Das Goldfisch-Theorem ist einer der beliebtesten und leider inflationär verwendeten Einstiege in Vorträgen und Präsentationen in der digitalen Marketingbubble. Es besagt, dass die Aufmerksamkeitsspanne eines Menschen nur noch bei maximal 8 Sekunden liegt und damit die eines Goldfisches (9 Sekunden) im Laufe der Jahre unterschritten hat. Sie dient den Referierenden als Beleg, dass Content und Informationsvermittlung immer kürzer, schneller und direkter sein muss, um ja nicht die User:innen zu verlieren.
Aber der Trend zur Kürze ist doch da, auch ohne Goldfisch!?
Ganz klar: es gibt einfach viel mehr Bühnen für kurze Content-Formate. Wir dürfen jedoch nicht Kurzform mit Verkürzen verwechseln. Wer was zu erzählen hat, muss sich nämlich nicht kurz halten. Oder anders herum: Auch lange Formate können kurzweilig sein. Und wenn nicht, ist man auch schon zu Zeiten von Bild, BamS und Glotze vorm Fernseher eingepennt. Wer in der Kürze aber das Panazee des Content-Marketing sieht, wird keine großen Sprünge machen, vor allem nicht den ins Erinnerungsvermögen der Konsument:innen.
Wie sollen wir uns also gegen den Goldfisch behaupten?
Indem wir wieder mehr übers Aquarium hinausdenken und -wachsen. Für den Goldfisch mag es die ganze Welt sein, mit Marken und Unternehmen müssen wir raus aufs Meer. Von Purpose bis Produktinnovation: Die Fragen der Konsument:innen an Marken und Unternehmen, oder die der eigenen Mitarbeitenden, werden vielfältiger, die Antworten komplexer. Klar gibt es kreative Kurzformen, die auch komplexe Themen in wenigen Sekunden vermitteln.
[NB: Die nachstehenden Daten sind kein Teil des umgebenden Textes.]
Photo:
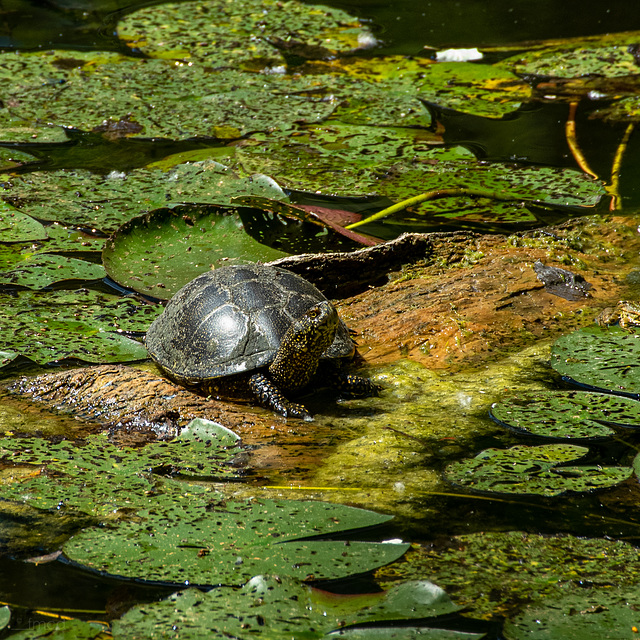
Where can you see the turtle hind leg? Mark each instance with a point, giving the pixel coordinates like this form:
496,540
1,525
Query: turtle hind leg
270,396
354,385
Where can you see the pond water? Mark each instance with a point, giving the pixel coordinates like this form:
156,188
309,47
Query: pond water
396,460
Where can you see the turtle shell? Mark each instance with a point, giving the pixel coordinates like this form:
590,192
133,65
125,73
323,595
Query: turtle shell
231,320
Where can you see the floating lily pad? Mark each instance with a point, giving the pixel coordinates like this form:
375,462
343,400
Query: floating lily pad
269,607
16,226
533,470
595,614
83,324
188,454
223,34
493,572
233,541
567,414
482,90
42,271
64,630
88,200
158,253
565,61
400,164
601,358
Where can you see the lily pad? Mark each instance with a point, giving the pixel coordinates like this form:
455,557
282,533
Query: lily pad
188,455
600,358
42,271
64,630
567,414
223,34
270,607
493,573
158,253
16,226
230,542
595,614
533,470
565,61
82,324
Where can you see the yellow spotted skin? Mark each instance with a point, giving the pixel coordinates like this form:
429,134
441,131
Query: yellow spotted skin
253,331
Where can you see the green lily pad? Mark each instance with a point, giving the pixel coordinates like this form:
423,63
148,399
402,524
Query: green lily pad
567,414
601,358
401,163
158,253
270,607
223,34
42,271
84,199
595,614
83,324
188,454
565,61
233,541
533,470
5,616
16,226
493,573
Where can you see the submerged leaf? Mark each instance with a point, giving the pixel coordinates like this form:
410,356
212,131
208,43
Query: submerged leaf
567,414
83,324
42,271
594,614
533,470
280,607
231,542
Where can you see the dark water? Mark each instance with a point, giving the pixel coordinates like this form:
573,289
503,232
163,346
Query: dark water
535,134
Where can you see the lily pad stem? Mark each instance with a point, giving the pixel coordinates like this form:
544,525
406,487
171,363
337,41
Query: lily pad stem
433,195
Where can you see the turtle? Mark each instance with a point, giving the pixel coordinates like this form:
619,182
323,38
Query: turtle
253,331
Auf TikTok und Insta sehen wir das jeden Tag. (Leider viel zu selten brand- oder corporateborn) Diese Assets braucht es sogar zwingend. Als Teaser, first contact oder einfach zur Unterhaltung. Die Diggin Deeper-Form brauchen wir aber genauso nötig.
Stichwort Diggin Deeper: Und wie groß ist nun die Aufmerksamkeitsspanne der Menschen wirklich?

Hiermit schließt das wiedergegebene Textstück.